I yelled in his direction, “The whole war you’ve been driving around with your head exposed and now you’ve gone into hiding mode?!”
And then and there in front of the whole company he yelled back at me: ‘Honorable commander, boy, listen up. Get everybody inside. In these last minutes before the ceasefire, they’re gonna let loose with everything they’ve got. This is the most dangerous moment of the war. You’re gonna get hit.”
Without pausing for even a second to think about my bruised ego, I ordered everyone inside their defensive positions, into the tanks and armored cars, and to put their vests back on.
Maybe he was right.
Lo and behold, over the next ten minutes our troops came under a merciless barrage of fire. Most of the rocket fire fell around the station that had been set up for treating the wounded and many people were hit.
Thanks to God and his messenger Zvuvi, my company escaped without a single man injured.
That was the first time in my life I heard that horrific whistle of a Katusha rocket immediately before it hits, followed by an equally terrifying sound as it meets its target.
And then 12:00 came, and there was utter silence followed by the unmistakable, anguished cries of the wounded, most of whom had been injured by shrapnel. We climbed out of our positions and began to treat the wounded. No one in our unit was injured.
Since that moment, I am particularly sensitive as anything approaches its end. To those last ten minutes.
When living in the Golan Heights, I was once told that the majority of car accidents that occur on those long winding roads happen in the last ten minutes before getting home. People live with a sense that they have almost made it and they become less aware of their surroundings.
That’s when things are most dangerous.
I tell this story today because people think that we’ve reached the end of this Corona crisis. I doubt if that’s in any way accurate, but that’s what people think. We’ve become less aware of the threat. Long ago we stopped trusting what we’re told to do. Here in Israel, we’re living in this “Fake Lockdown.”

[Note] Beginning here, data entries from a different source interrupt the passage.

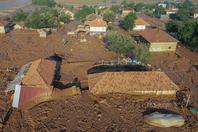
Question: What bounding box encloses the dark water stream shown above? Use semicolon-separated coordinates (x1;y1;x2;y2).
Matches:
0;0;31;10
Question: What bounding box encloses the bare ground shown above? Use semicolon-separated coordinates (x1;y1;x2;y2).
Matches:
0;22;198;132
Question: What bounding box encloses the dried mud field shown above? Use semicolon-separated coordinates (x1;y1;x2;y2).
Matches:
4;92;198;132
0;25;198;132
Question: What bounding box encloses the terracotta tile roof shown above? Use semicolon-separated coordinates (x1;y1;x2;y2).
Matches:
22;59;55;88
134;18;149;26
85;18;107;27
88;71;179;95
138;28;178;43
0;19;10;26
123;7;134;12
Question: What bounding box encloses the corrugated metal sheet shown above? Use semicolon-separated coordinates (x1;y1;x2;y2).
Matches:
19;86;53;107
12;85;21;108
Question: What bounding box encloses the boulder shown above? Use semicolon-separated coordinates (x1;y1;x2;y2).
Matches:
144;112;185;127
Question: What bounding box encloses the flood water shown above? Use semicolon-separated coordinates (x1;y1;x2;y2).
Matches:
0;0;31;10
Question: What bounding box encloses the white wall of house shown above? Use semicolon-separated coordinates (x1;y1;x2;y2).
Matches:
12;85;21;108
89;27;107;33
0;26;6;34
149;42;177;52
158;3;167;8
133;25;146;30
166;11;176;15
194;13;198;19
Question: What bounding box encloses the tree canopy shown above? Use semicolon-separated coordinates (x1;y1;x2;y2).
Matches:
103;11;116;22
110;6;121;14
153;6;166;18
32;0;56;7
178;20;198;51
123;13;136;30
166;21;179;33
12;9;29;21
75;6;95;20
107;31;150;62
58;13;71;23
25;8;70;29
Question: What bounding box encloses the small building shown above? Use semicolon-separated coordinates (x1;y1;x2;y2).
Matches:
122;8;135;17
84;18;107;33
133;18;149;30
88;71;179;96
12;59;56;108
62;8;74;20
86;13;99;21
135;28;178;52
165;8;178;15
0;19;11;34
193;8;198;19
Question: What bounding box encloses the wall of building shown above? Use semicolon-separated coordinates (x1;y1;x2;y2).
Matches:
149;42;177;52
0;26;6;34
90;27;107;32
133;25;146;30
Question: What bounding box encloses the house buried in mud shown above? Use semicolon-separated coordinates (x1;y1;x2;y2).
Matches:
12;59;55;108
88;65;179;96
133;28;179;52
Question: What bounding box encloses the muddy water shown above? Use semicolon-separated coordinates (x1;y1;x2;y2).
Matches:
0;0;31;10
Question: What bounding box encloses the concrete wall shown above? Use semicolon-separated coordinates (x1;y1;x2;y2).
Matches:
149;42;177;52
0;26;6;34
90;27;107;32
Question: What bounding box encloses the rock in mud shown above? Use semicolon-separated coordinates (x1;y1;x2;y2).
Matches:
144;112;185;127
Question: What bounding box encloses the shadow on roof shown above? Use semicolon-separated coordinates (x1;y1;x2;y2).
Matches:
87;65;150;74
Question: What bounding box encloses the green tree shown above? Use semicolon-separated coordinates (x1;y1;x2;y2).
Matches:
166;21;179;33
32;0;56;7
123;13;136;30
107;31;135;55
178;20;198;51
136;44;151;63
12;9;29;21
176;8;190;21
75;6;95;20
103;11;116;22
58;13;71;23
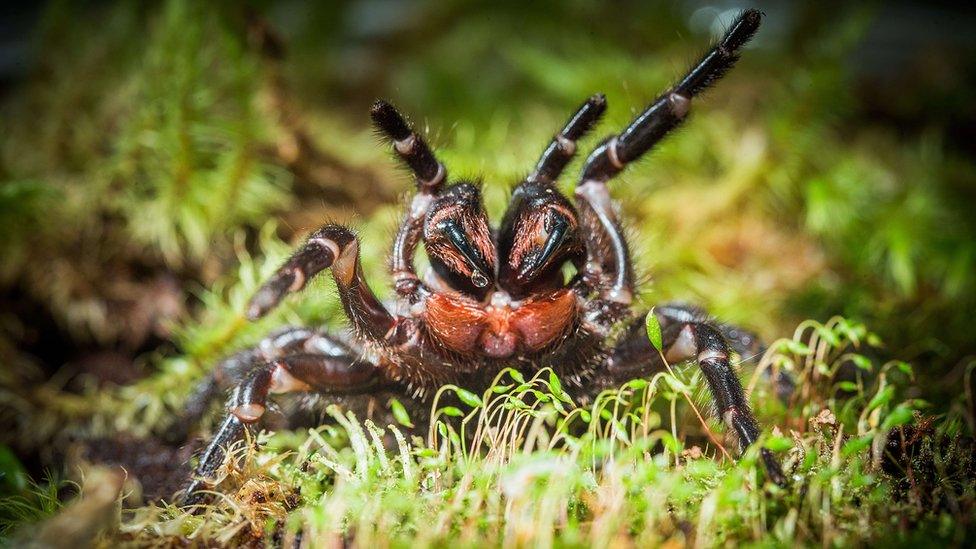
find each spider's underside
[177,10,784,502]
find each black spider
[177,10,784,501]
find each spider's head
[424,183,496,298]
[498,182,583,297]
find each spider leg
[370,101,447,302]
[608,310,786,485]
[181,353,380,506]
[575,10,762,304]
[247,225,397,340]
[164,326,353,443]
[654,302,796,403]
[526,93,607,184]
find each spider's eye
[499,184,582,294]
[424,183,495,297]
[437,219,494,288]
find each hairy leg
[247,225,397,341]
[575,10,762,304]
[370,101,447,303]
[182,353,381,505]
[607,309,786,484]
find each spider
[177,10,784,501]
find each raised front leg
[608,308,786,485]
[370,101,447,303]
[576,10,762,304]
[181,353,382,506]
[247,225,396,341]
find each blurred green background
[0,0,976,482]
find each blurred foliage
[0,0,976,544]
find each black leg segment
[527,93,607,183]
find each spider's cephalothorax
[177,10,782,506]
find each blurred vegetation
[0,0,976,544]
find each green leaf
[644,308,664,351]
[837,381,857,393]
[766,437,793,452]
[881,405,915,431]
[0,445,30,491]
[454,387,482,408]
[841,435,874,457]
[851,354,871,372]
[868,385,895,411]
[440,406,464,417]
[390,398,413,427]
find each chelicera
[186,10,783,506]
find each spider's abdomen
[424,289,576,359]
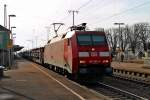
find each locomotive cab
[66,27,112,79]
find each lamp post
[27,40,33,49]
[11,26,16,40]
[8,14,16,66]
[8,14,16,30]
[11,26,16,61]
[114,23,124,63]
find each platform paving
[111,62,150,74]
[0,60,108,100]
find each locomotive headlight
[80,60,86,64]
[99,52,110,57]
[79,52,89,57]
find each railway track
[88,82,149,100]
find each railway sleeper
[113,69,150,84]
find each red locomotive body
[44,31,112,79]
[30,47,44,64]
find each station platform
[111,62,150,74]
[111,62,150,84]
[0,59,109,100]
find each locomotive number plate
[91,52,97,57]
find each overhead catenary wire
[90,1,150,25]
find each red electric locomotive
[44,24,112,79]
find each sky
[0,0,150,49]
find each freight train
[22,24,112,80]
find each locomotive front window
[77,34,106,46]
[77,34,92,45]
[92,35,106,45]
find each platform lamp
[8,14,16,67]
[8,14,16,30]
[11,26,16,39]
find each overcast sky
[0,0,150,48]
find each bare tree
[136,23,150,52]
[105,29,118,53]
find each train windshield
[77,34,106,46]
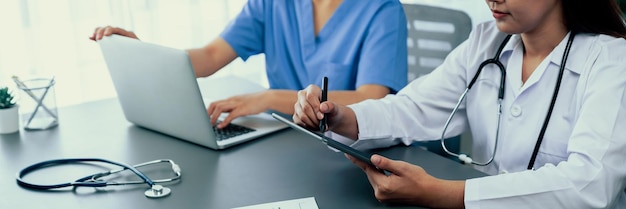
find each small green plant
[0,87,15,109]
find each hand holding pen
[319,76,328,133]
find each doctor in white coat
[293,0,626,208]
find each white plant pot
[0,105,20,134]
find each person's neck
[521,27,568,57]
[312,0,343,36]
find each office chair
[402,4,472,159]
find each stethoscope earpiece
[144,184,172,198]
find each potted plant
[0,87,19,134]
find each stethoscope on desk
[440,32,575,170]
[16,158,181,198]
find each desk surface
[0,99,484,209]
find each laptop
[98,35,288,150]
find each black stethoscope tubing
[441,31,576,170]
[16,158,155,190]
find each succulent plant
[0,87,15,109]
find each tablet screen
[272,113,376,167]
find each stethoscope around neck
[440,32,575,170]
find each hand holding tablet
[272,113,387,174]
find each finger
[206,103,217,125]
[102,27,116,36]
[89,27,100,41]
[210,101,232,128]
[217,111,242,128]
[96,26,108,41]
[343,153,370,171]
[366,154,407,176]
[306,85,324,120]
[294,90,319,127]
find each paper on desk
[233,197,319,209]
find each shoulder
[343,0,404,13]
[572,33,626,63]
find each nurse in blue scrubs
[91,0,407,128]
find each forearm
[425,179,465,209]
[187,38,237,78]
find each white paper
[233,197,319,209]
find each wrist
[425,178,465,208]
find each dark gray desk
[0,99,484,209]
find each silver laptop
[98,35,287,149]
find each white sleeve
[465,36,626,209]
[349,23,493,149]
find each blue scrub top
[221,0,407,93]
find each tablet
[272,113,376,167]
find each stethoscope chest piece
[144,184,172,198]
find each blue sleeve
[356,1,408,93]
[220,0,265,61]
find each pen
[320,76,328,133]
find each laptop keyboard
[213,121,255,141]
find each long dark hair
[563,0,626,38]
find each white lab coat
[350,22,626,209]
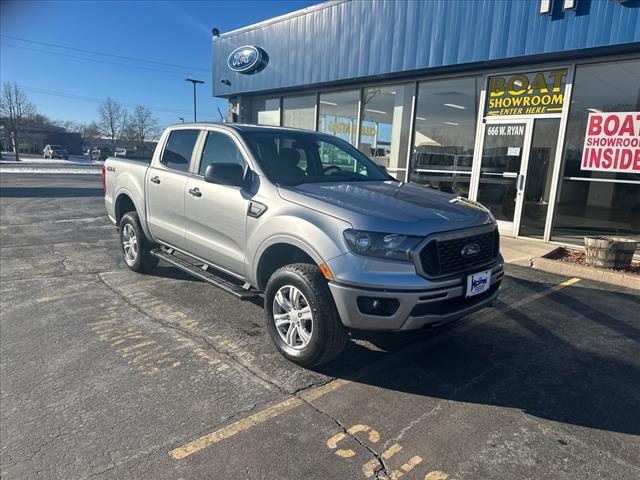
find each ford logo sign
[460,243,480,258]
[227,45,265,73]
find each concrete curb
[531,252,640,290]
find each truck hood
[279,181,492,236]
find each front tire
[120,212,160,273]
[264,263,348,367]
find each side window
[198,132,245,175]
[160,130,200,172]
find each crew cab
[103,123,503,366]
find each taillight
[102,164,107,197]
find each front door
[185,131,249,277]
[476,120,532,236]
[145,129,200,249]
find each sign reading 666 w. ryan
[580,112,640,173]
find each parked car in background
[89,147,112,161]
[42,145,69,160]
[102,123,504,366]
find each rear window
[160,130,200,172]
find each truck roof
[169,122,322,135]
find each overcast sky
[0,0,319,125]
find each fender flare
[251,234,325,285]
[113,187,153,240]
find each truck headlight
[343,228,422,261]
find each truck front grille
[420,229,500,277]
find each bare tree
[129,105,158,150]
[98,97,127,147]
[0,82,36,160]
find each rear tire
[120,212,160,273]
[264,263,348,367]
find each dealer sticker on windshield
[466,270,491,297]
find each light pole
[185,78,204,122]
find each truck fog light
[356,233,371,252]
[356,297,400,317]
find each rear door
[185,130,249,276]
[146,129,201,249]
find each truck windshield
[242,130,393,185]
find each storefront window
[251,98,280,126]
[318,90,360,145]
[282,95,316,130]
[409,77,481,197]
[551,60,640,243]
[358,84,414,179]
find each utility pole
[185,78,204,122]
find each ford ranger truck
[103,123,504,367]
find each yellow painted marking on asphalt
[380,443,402,460]
[122,345,162,363]
[118,340,157,353]
[169,278,580,462]
[362,458,380,478]
[111,332,144,347]
[336,448,356,458]
[169,380,351,460]
[327,432,356,458]
[400,455,422,473]
[300,379,351,402]
[424,470,449,480]
[389,455,422,480]
[347,423,380,443]
[169,397,303,460]
[347,423,371,435]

Sure the vaccine roll-out is incredible and we can’t downplay that. But there’s one little factor that we’d be wise not to ignore: that little COVID virus. The virus doesn’t care about data and statistics. The virus continues to strike – and strike hard. It doesn’t ask where we are in the campaign. It just hits wherever it can.
But to think that people will have made it through this whole “war” and then to get sick or die just when the end is so near.
Please. Don’t give up now.
And now, let me finish the end of the story.
As the ceasefire “broke out,” I found myself evacuating the wounded. After several hours of exhausting work, I went to rest on another side of the camp. There I watched as two doctors ran between patients. One handled internal injuries while the other was charged with orthopedic cases of broken bones and the like. Despite the intensity of the task, they never stopped working for even a moment. I went over to one of them to chat for a moment and asked him what he does in his civilian life.
“You don’t wanna know.” He answered
“If I asked then I’d like to know. Is it something illegal?”
“No, of course not. But you really don’t wanna know.”
“Are you a gynecologist who somehow found himself as a combat physician?” I asked.
“Nope. But you really don’t wanna know.”
“Cmon! You can tell me…”
“I’m… a veterinarian”
“So a vet is treating combat wounded in my brigade?!!”
“Hey. No need to worry. 90 percent of the medicine is the same thing.”
And that’s the other lesson I’ll take with me for life. We’re 90 percent pretty much the same as the animals.
But then there’s the other 10 percent.